Steering clear of bad fertilizer, zev yaroslavsky, susie santilena, runoff

“The same nutrients that make your grass grow also will make algal blooms grow if they wash down the storm drains and into the waterways,” notes Susie Santilena, an environmental engineer in water quality at Heal the Bay.

The nitrogen and phosphorus in fertilizers that are so good for plants, may contribute to toxic red tides in the ocean and can make algae run wild in freshwater areas like Malibu Creek, creating dead zones as the green scum blocks sunlight and inhibits the growth of other plants and animals, Santilena says.
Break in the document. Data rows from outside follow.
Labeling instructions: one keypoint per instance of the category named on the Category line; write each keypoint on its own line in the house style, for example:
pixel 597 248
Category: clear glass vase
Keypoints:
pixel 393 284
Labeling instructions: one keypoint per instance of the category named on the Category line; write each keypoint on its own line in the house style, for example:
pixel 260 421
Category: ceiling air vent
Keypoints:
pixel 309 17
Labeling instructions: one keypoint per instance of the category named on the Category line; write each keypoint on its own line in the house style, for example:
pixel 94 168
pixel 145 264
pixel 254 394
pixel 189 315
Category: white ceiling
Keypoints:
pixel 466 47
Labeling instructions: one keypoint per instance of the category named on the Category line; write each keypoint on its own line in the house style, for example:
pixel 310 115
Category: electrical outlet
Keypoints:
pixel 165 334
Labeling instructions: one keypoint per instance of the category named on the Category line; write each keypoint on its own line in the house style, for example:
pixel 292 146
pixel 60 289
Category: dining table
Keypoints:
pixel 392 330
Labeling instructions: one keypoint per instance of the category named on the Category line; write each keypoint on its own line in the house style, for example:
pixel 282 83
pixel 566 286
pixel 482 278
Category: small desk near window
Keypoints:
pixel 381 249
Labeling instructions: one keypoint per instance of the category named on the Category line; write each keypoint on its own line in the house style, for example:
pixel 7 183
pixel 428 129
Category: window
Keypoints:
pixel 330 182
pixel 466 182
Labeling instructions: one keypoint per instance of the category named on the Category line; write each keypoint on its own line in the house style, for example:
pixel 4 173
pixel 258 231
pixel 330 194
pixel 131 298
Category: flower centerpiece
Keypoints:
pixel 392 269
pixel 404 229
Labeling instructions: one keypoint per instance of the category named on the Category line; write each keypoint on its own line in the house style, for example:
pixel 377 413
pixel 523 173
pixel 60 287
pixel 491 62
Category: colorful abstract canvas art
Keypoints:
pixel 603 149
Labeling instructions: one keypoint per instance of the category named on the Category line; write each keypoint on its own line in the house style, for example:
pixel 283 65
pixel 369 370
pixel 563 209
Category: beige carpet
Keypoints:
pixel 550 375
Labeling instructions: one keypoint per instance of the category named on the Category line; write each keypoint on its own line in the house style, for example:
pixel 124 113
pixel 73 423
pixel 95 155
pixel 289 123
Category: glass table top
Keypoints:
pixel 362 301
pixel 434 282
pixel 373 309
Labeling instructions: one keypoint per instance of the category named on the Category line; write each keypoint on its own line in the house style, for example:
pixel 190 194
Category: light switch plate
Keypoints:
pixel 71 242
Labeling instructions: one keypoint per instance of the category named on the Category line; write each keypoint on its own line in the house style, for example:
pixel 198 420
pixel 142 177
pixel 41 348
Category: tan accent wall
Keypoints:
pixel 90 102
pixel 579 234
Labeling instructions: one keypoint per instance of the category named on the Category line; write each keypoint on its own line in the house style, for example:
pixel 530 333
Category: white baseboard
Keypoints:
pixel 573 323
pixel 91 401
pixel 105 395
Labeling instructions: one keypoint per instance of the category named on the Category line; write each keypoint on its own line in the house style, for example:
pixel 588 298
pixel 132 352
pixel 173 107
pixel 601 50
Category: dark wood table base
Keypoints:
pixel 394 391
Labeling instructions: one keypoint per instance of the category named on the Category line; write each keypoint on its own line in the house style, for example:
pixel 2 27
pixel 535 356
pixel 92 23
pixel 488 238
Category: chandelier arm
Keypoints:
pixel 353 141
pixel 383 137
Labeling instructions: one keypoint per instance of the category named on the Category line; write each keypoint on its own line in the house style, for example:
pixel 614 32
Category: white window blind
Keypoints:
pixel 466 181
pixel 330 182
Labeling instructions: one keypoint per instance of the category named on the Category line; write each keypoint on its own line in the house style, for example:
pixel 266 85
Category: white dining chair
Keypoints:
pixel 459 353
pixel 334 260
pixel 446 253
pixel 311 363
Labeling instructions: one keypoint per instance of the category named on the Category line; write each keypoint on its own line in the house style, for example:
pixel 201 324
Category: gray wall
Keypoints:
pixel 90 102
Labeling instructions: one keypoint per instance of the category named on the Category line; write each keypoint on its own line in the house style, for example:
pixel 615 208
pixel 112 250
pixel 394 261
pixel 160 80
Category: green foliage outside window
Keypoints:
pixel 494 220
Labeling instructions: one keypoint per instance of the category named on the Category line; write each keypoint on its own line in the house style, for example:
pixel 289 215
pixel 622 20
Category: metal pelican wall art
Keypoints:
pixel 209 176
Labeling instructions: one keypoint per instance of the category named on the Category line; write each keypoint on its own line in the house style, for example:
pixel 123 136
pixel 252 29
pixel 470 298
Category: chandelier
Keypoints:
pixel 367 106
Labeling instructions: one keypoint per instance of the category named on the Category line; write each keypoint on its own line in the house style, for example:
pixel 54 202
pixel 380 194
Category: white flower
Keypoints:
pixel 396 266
The algae even wreaks havoc when it dies, because it sucks oxygen out of the water as it decomposes, a process known as eutrophication.

“When you don’t have oxygen in your waterway, your marine life suffocates and you get fish die-offs because there’s no dissolved oxygen in your water,” she says. “And there are aesthetic issues—algae growth can create pond scum, which is just kind of gross to look at in waterways.”

So what to do? It’s tricky, environmental advocates say, because while organic fertilizers such as steer manure and worm castings have advantages that chemical fertilizers don’t share, both can create destructive runoff if they aren’t applied carefully.